Her boss, Grant Meyer, had been using New Horizons Day Spa’s multiple locations in Texas to traffic human beings. Worse, his partner was a man she’d trusted enough to introduce to her twin sister. Logan Cutter had manipulated Eve until she’d pulled away from everyone in her life, including Amy. When Amy had notified the authorities about the evidence she’d found at the day spa, she never dreamed her life would end up jumping the tracks so completely. She’d been forced to leave everything behind and to become an entirely new person. Certainly, she’d never imagined she’d be the target of real-life hit men, something she’d foolishly thought only happened in the movies.
“Why now?” It had been more than three years since she’d stepped into her life as Amy Naylor. Three years in which, while she never stopped looking over her shoulder, she’d at least grown slightly more comfortable in her skin teaching underclassmen biology at the community college. It was the closest she could come to using her real degree without giving away who she used to be.
“The prosecution is close to securing a trial date. It’s possible Grant Meyer was able to make contact with the outside and have you targeted. It seems unlikely, since his organization fell apart after he was jailed and agents rounded up most of his men. Still, if he has any sort of reach, he’ll use it to get to you. You’re the biggest thing the prosecution has against him. Even though he knows the evidence you turned over is enough to take him down without you ever taking the stand, revenge would be a pretty sweet dish to him. Our big concern is how he
was able to tell others where to look for you. And why he’d put out a blanket call for a hit on the dark web where authorities could be tipped off, instead of having someone he trusted come after you. At this moment, none of it makes sense.”
The more he talked, the more Amy tensed. Nothing he said made this better. Everything was only getting worse and the crushing weight of it threatened to suffocate her.

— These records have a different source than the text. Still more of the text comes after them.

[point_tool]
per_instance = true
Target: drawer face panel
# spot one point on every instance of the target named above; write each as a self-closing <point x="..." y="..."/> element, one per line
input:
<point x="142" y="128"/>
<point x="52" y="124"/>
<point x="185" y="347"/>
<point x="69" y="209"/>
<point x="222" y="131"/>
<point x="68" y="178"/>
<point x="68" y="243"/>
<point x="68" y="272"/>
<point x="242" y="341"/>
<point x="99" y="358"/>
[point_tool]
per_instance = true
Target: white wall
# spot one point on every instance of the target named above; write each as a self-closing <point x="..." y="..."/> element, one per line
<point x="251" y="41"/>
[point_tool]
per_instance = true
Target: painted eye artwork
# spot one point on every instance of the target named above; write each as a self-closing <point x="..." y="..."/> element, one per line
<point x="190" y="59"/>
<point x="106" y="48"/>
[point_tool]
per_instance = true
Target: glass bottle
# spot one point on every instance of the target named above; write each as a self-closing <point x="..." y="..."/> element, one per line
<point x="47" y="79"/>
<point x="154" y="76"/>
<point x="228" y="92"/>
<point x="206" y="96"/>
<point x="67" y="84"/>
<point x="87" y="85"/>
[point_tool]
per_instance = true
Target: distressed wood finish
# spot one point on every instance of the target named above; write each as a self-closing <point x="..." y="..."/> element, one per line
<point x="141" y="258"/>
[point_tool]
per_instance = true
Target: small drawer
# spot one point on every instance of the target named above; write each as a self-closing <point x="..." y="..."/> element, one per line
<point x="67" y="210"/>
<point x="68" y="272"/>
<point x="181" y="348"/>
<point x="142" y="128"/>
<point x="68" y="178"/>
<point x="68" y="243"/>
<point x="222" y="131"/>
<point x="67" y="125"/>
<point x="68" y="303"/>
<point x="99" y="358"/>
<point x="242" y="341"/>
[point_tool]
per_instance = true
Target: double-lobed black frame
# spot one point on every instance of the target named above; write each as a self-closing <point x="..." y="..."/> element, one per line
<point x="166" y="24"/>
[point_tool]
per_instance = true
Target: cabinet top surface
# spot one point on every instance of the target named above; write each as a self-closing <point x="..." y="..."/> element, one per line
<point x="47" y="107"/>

Sam glanced in her direction and seemed to notice his words were having the opposite effect of his intentions. “Amy, you’re safe with me. I promise. That’s why they sent me and why they put my team on the job. No one is going to hurt you as long as you’re doing as we—” He tipped his head away from her, to the left where his earpiece was. The lines around his mouth and above his eyes drew tighter and he gripped the steering wheel with both hands, gaze roaming from mirror to mirror.
Amy pressed deeper into the seat, panic threatening to overwhelm her. Whatever he was hearing, nothing good was going to come of it.
* * *
Sam eyed the rearview and immediately spotted the vehicle that had sparked Wainwright’s concern. The gray full-size pickup had slipped in behind them shortly after Sam merged onto the highway headed toward Atlanta and his team’s base of operations three hours and some change to the northwest. The truck hadn’t raised too much concern as it had stayed a few cars back and seemed to be running with the ever-increasing Friday afternoon traffic. He kept his voice low, knowing he couldn’t avoid Amy hearing him but hoping against hope she wouldn’t understand. “You’re sure?”
“I’m sure.” Wainwright’s voice was serious and certain.
Moments like this reinforced the reason Sam liked to travel in pairs and to have someone watching his back during witness transport. There was a reason he liked to have the younger deputy back him up on days like this. Wainwright was competent and quick, with a gift for seeing what Sam couldn’t because his focus had to be out the front windshield. “When you hit the highway, the pickup crossed two lanes of traffic and cut me off to stay with you. I don’t think he realizes I’m back here, so we have the advantage on him there, but he’s definitely latched on to you.”